Re: Outlawry

From: Greg Stafford <Greg_at_IgZwdSTY33q3YYjbC2ZJHNhKkT52WWx3RuB4ZNogTAeoN6qe8b41mFny0Yi6FcFXKU6IlvT>
Date: Wed, 01 Aug 2007 15:36:08 -0700

 

YGWV   Paul King wrote:

> On 1 Aug 2007, at 22:54, Rob wrote:
> > However, outlawry and a clan cutting you off from your magic smacks of
> > excomunication. I guess thats just not how I like to view the
> > Heortling
> > culture. However I guess it does answer why outlaws worship gods like
> > Gargarth.
>
> I see it as part of being cut off from the community - and the larger
> Storm Tribe. Perhaps it requires the outlaws kin - or at least some
> of them - to willingly and sincerely participate in the ritual.

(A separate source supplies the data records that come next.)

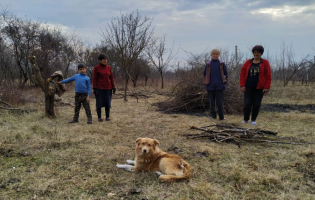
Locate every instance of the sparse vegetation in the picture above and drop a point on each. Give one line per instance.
(43, 158)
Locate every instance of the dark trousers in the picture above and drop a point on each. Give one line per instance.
(99, 112)
(216, 98)
(79, 99)
(252, 102)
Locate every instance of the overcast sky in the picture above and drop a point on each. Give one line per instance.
(195, 25)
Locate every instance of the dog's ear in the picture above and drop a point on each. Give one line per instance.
(138, 140)
(156, 142)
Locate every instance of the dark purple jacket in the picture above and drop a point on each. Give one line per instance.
(215, 75)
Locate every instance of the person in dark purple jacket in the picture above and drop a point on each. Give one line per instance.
(215, 78)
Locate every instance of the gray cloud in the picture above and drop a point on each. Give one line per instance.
(195, 24)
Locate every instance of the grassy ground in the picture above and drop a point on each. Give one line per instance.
(42, 158)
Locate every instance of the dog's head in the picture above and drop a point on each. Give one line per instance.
(146, 146)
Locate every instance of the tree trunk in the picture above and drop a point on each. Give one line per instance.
(48, 88)
(50, 105)
(145, 81)
(126, 87)
(162, 78)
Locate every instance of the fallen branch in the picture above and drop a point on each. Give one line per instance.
(238, 135)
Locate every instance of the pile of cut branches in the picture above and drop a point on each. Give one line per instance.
(190, 95)
(239, 135)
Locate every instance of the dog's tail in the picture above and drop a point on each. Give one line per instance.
(171, 178)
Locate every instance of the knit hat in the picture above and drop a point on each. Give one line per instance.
(258, 48)
(102, 56)
(81, 66)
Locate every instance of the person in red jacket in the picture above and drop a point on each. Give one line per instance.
(103, 86)
(255, 81)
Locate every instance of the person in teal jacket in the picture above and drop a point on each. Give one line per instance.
(82, 93)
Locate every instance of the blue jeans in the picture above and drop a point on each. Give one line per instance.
(216, 98)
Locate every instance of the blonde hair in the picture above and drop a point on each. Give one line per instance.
(215, 51)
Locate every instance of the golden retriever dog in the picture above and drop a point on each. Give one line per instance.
(150, 158)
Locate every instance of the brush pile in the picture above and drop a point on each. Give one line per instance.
(238, 135)
(190, 95)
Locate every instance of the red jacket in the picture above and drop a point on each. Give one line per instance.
(103, 78)
(264, 75)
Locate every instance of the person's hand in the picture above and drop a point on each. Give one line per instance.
(95, 91)
(243, 89)
(266, 91)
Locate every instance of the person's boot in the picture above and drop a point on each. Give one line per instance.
(89, 120)
(74, 120)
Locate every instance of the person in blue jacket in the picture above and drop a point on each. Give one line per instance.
(215, 79)
(82, 93)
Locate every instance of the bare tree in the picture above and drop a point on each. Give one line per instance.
(48, 86)
(128, 35)
(160, 56)
(21, 36)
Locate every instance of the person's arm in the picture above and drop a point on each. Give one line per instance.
(111, 76)
(94, 78)
(268, 77)
(69, 80)
(88, 82)
(225, 72)
(242, 77)
(204, 72)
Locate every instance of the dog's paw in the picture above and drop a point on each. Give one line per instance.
(125, 167)
(158, 173)
(132, 162)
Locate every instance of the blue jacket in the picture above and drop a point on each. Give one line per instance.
(82, 83)
(215, 75)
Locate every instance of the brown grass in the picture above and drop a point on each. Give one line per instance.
(42, 158)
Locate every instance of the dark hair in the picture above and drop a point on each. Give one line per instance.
(81, 66)
(258, 48)
(102, 56)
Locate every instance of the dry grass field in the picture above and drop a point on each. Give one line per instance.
(42, 158)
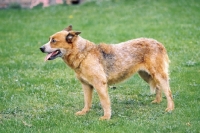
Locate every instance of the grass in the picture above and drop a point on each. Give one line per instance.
(42, 97)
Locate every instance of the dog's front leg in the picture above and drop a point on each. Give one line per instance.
(87, 89)
(102, 91)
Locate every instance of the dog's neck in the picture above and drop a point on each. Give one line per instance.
(79, 52)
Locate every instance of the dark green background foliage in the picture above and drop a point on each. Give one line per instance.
(38, 96)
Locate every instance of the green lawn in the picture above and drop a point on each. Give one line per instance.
(38, 96)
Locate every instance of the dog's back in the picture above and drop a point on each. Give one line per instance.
(121, 60)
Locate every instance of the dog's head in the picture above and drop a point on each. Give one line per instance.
(60, 43)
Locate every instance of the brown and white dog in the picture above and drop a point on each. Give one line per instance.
(97, 66)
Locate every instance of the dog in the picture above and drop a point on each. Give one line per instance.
(97, 66)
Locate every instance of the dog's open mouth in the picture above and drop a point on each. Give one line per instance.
(53, 55)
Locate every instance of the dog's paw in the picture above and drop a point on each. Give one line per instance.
(156, 101)
(80, 113)
(104, 118)
(169, 109)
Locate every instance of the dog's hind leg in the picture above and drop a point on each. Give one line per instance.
(153, 87)
(162, 82)
(87, 89)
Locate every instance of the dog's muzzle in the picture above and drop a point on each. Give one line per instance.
(51, 55)
(42, 49)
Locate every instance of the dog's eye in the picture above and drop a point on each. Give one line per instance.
(53, 40)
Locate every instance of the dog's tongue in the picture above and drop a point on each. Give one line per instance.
(48, 56)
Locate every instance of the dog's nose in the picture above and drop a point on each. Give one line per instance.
(42, 49)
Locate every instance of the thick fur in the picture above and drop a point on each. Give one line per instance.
(98, 66)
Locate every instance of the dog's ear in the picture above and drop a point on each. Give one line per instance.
(71, 35)
(69, 28)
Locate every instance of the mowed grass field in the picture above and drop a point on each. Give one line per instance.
(38, 96)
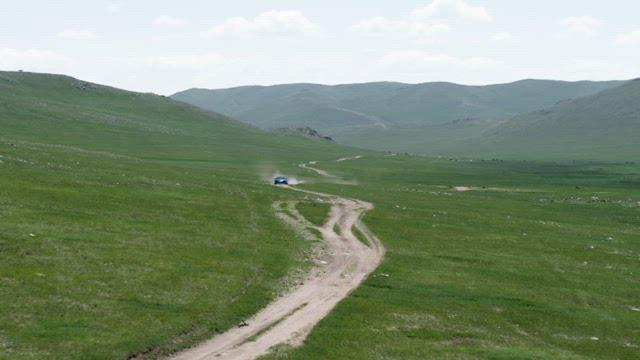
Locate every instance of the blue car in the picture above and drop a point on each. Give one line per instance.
(281, 180)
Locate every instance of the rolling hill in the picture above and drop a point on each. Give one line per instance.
(360, 107)
(133, 224)
(605, 126)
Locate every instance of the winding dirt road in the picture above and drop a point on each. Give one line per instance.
(290, 318)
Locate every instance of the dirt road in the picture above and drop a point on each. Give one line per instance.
(290, 318)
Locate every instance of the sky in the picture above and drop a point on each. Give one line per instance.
(168, 46)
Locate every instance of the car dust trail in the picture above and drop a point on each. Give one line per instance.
(290, 318)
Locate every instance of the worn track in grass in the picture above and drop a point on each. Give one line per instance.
(290, 318)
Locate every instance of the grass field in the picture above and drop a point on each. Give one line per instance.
(537, 261)
(130, 223)
(133, 224)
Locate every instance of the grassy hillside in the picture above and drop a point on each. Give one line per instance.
(132, 223)
(442, 118)
(535, 261)
(334, 109)
(602, 126)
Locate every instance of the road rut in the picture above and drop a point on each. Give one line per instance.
(291, 317)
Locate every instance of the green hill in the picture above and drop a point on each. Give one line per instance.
(333, 109)
(605, 126)
(132, 222)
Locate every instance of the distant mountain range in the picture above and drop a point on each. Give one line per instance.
(445, 118)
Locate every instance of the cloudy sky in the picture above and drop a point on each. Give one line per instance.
(167, 46)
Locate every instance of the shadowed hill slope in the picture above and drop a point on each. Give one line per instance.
(334, 108)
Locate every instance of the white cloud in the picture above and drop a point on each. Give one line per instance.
(503, 37)
(400, 28)
(422, 61)
(114, 8)
(580, 25)
(31, 60)
(630, 38)
(179, 62)
(274, 22)
(166, 20)
(453, 9)
(77, 35)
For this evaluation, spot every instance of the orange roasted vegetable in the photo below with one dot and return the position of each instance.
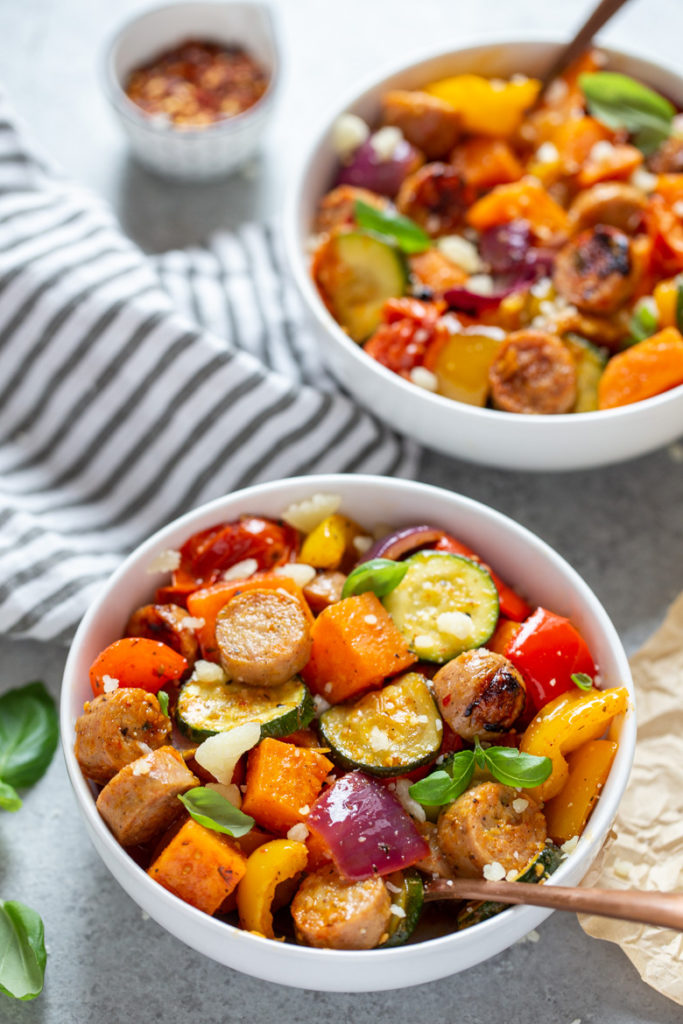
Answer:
(200, 865)
(283, 780)
(355, 647)
(644, 370)
(567, 813)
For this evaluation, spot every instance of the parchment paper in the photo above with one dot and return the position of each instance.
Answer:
(646, 851)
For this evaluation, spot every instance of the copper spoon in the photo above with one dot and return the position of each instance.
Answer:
(660, 909)
(601, 14)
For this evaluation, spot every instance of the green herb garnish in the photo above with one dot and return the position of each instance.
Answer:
(379, 574)
(213, 811)
(393, 226)
(623, 103)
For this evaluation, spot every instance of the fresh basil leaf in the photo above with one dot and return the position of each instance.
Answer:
(29, 734)
(380, 576)
(622, 102)
(213, 811)
(9, 798)
(401, 230)
(512, 767)
(23, 955)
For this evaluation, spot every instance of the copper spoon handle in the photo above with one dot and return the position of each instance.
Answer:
(662, 909)
(600, 15)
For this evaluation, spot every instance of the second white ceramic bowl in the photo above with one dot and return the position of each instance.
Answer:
(519, 557)
(482, 435)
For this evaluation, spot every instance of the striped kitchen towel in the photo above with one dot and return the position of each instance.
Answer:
(134, 388)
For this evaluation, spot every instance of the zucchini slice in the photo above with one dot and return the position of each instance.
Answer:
(385, 733)
(538, 870)
(410, 900)
(207, 708)
(435, 585)
(363, 272)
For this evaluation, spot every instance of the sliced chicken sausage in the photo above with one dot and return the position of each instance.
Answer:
(479, 693)
(595, 270)
(263, 637)
(331, 912)
(491, 823)
(141, 801)
(117, 728)
(534, 373)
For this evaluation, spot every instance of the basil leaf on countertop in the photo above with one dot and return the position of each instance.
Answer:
(23, 954)
(213, 811)
(29, 734)
(392, 225)
(622, 102)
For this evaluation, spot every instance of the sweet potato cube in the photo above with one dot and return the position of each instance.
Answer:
(201, 866)
(355, 646)
(283, 781)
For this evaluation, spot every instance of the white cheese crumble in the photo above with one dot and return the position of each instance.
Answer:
(306, 515)
(165, 561)
(385, 142)
(241, 570)
(348, 132)
(461, 252)
(424, 378)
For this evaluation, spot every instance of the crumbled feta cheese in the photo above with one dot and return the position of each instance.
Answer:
(348, 132)
(461, 251)
(241, 570)
(165, 561)
(494, 871)
(299, 571)
(298, 833)
(305, 515)
(424, 378)
(385, 141)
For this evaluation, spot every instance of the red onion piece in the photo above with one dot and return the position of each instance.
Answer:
(366, 828)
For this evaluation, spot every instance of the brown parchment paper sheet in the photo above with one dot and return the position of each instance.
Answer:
(646, 851)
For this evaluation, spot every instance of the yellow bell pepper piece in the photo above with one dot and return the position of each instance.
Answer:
(567, 813)
(328, 543)
(488, 107)
(566, 723)
(266, 867)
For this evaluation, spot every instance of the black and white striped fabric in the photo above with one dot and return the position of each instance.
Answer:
(133, 389)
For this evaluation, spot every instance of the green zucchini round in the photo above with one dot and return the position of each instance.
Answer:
(437, 583)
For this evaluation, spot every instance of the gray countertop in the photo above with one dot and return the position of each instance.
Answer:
(621, 527)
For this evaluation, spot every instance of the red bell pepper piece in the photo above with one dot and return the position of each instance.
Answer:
(548, 650)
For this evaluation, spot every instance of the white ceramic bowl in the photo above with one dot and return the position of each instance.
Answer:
(519, 557)
(482, 435)
(203, 153)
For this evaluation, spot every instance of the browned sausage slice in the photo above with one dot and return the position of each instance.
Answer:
(142, 799)
(612, 203)
(595, 270)
(427, 122)
(479, 692)
(492, 823)
(117, 728)
(435, 198)
(331, 912)
(534, 373)
(263, 637)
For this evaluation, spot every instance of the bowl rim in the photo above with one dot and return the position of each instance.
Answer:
(298, 258)
(155, 898)
(128, 110)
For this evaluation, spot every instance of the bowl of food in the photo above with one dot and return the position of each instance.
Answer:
(193, 85)
(493, 268)
(284, 710)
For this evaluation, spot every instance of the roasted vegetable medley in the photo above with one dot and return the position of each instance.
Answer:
(312, 721)
(512, 249)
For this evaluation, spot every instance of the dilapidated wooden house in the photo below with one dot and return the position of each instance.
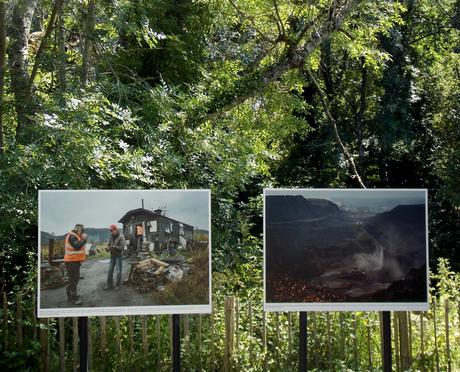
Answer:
(159, 231)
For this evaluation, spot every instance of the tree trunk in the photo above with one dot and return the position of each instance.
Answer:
(88, 26)
(61, 48)
(2, 70)
(41, 48)
(18, 61)
(360, 115)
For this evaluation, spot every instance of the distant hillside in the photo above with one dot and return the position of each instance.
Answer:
(286, 208)
(401, 230)
(98, 235)
(339, 258)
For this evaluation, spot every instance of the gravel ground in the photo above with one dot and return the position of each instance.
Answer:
(91, 289)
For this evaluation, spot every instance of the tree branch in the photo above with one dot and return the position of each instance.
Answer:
(346, 153)
(253, 83)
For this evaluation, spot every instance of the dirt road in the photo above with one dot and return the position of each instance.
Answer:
(91, 289)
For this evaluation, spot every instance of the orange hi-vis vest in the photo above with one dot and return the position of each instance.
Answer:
(72, 254)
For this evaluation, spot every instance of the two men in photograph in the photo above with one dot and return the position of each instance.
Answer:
(74, 255)
(116, 245)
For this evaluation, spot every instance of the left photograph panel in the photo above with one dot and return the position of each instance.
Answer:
(124, 252)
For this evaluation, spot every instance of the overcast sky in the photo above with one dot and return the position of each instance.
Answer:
(352, 196)
(61, 210)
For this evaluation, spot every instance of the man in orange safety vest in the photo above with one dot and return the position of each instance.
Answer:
(74, 255)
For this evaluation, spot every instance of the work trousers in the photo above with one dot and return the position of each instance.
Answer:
(73, 272)
(139, 240)
(114, 261)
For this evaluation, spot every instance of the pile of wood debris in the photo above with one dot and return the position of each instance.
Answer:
(152, 274)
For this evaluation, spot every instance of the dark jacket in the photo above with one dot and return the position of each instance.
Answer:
(116, 244)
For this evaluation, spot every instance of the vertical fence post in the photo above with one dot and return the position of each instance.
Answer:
(90, 345)
(342, 337)
(176, 342)
(404, 340)
(277, 340)
(34, 318)
(396, 341)
(187, 353)
(329, 341)
(250, 329)
(409, 324)
(303, 352)
(62, 366)
(75, 354)
(158, 334)
(369, 341)
(435, 330)
(5, 321)
(355, 342)
(264, 339)
(103, 326)
(19, 335)
(422, 342)
(44, 365)
(212, 339)
(386, 345)
(145, 342)
(117, 339)
(229, 331)
(199, 342)
(83, 335)
(289, 350)
(237, 325)
(446, 320)
(131, 334)
(315, 340)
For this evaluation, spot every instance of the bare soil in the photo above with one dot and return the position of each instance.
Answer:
(91, 286)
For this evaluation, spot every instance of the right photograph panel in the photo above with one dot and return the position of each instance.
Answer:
(345, 249)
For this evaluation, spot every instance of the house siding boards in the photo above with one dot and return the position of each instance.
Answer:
(158, 229)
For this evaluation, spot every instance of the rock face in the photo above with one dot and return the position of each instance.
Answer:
(339, 257)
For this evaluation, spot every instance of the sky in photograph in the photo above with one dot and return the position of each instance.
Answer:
(61, 210)
(388, 198)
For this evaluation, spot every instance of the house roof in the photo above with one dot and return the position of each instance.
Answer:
(132, 213)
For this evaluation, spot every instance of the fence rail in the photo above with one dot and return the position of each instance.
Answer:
(238, 335)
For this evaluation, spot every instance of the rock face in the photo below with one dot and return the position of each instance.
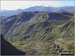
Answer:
(8, 49)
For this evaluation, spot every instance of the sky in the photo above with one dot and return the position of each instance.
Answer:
(14, 5)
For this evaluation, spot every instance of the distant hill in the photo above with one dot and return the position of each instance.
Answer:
(7, 13)
(34, 25)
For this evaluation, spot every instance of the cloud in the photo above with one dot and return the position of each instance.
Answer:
(13, 5)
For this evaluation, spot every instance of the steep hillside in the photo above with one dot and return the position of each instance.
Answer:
(8, 49)
(28, 25)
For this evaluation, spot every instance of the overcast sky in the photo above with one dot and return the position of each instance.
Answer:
(13, 5)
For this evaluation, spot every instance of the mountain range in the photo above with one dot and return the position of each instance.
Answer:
(40, 30)
(7, 13)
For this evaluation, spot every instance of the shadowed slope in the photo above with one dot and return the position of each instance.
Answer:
(8, 49)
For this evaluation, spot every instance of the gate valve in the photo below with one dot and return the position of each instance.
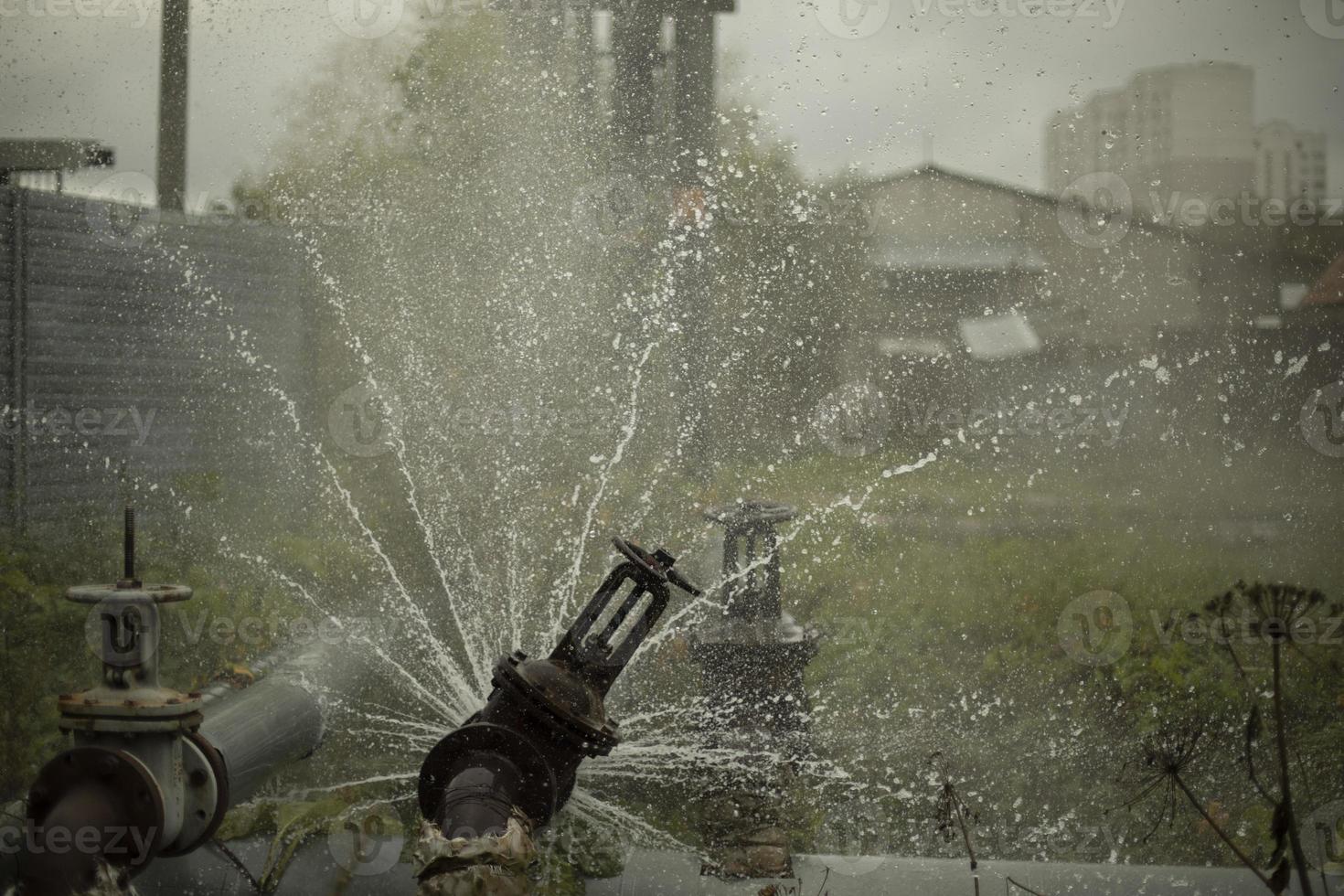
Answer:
(139, 773)
(545, 716)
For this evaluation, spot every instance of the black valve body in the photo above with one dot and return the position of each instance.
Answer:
(522, 752)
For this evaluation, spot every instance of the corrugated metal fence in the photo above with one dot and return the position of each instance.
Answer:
(132, 340)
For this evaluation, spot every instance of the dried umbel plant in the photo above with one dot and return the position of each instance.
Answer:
(1164, 759)
(1286, 623)
(952, 815)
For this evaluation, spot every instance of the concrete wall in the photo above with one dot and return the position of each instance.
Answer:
(123, 346)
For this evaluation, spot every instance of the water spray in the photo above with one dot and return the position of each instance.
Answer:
(511, 767)
(752, 663)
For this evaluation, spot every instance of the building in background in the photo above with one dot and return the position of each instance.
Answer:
(968, 265)
(1180, 131)
(1289, 163)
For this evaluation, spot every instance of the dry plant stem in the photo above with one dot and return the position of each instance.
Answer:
(1023, 888)
(965, 838)
(1281, 736)
(1220, 832)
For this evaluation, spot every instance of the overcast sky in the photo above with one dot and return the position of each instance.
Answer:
(866, 82)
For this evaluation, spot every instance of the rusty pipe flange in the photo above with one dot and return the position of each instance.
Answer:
(139, 804)
(203, 775)
(752, 512)
(472, 743)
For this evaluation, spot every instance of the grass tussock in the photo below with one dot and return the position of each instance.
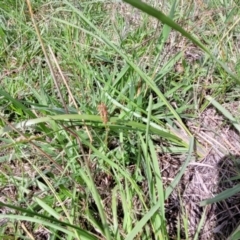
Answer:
(119, 121)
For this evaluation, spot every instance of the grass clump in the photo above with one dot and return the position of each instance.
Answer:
(108, 120)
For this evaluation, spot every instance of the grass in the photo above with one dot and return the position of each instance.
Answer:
(94, 97)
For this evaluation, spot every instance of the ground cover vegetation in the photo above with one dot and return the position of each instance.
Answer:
(119, 120)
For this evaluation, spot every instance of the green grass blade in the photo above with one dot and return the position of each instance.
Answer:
(166, 20)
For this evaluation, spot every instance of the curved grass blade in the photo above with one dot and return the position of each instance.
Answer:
(166, 20)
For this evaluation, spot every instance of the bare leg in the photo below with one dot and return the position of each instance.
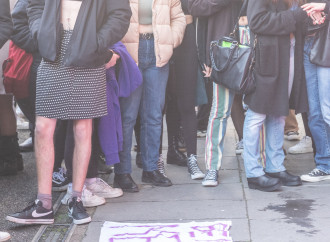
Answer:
(7, 116)
(82, 151)
(44, 151)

No, it doesn't. If it did then it would be impossible to get rid of some thieving spy who doesn't have any living relatives.

> What
> if one doesn't wish to let go of the relationship?

Too bad for the individual to be outlawed. He ought to have thought of that before he committed some offense so heinous that it would offend the people who are normally obliged to support him in just about anything.

> And Orlanth
> might not always agree with the declaration.

Also, this is why I was saying that in, HQ terms, an opposed resolution ought to be used.

> Nobody can make you do
> anything. Orlanth isn't the sort of God to do as his worshippers
> tell him all the time.

That is the ideal, and the theory. But in fact, the community can cut him off.
And if a person is outlawed and the outlaw refuses to leave the area, then the clan would resort to the one thing that they CAN make him do: die. It is what they would do because he is already dead to them. He has committed some terrible crime that does not deserve execution. They have taken the horrible obligation of making him not one of them. He can do what he wans, but he is a stranger and foreigner, an invader without reason to be among them. By by, stranger.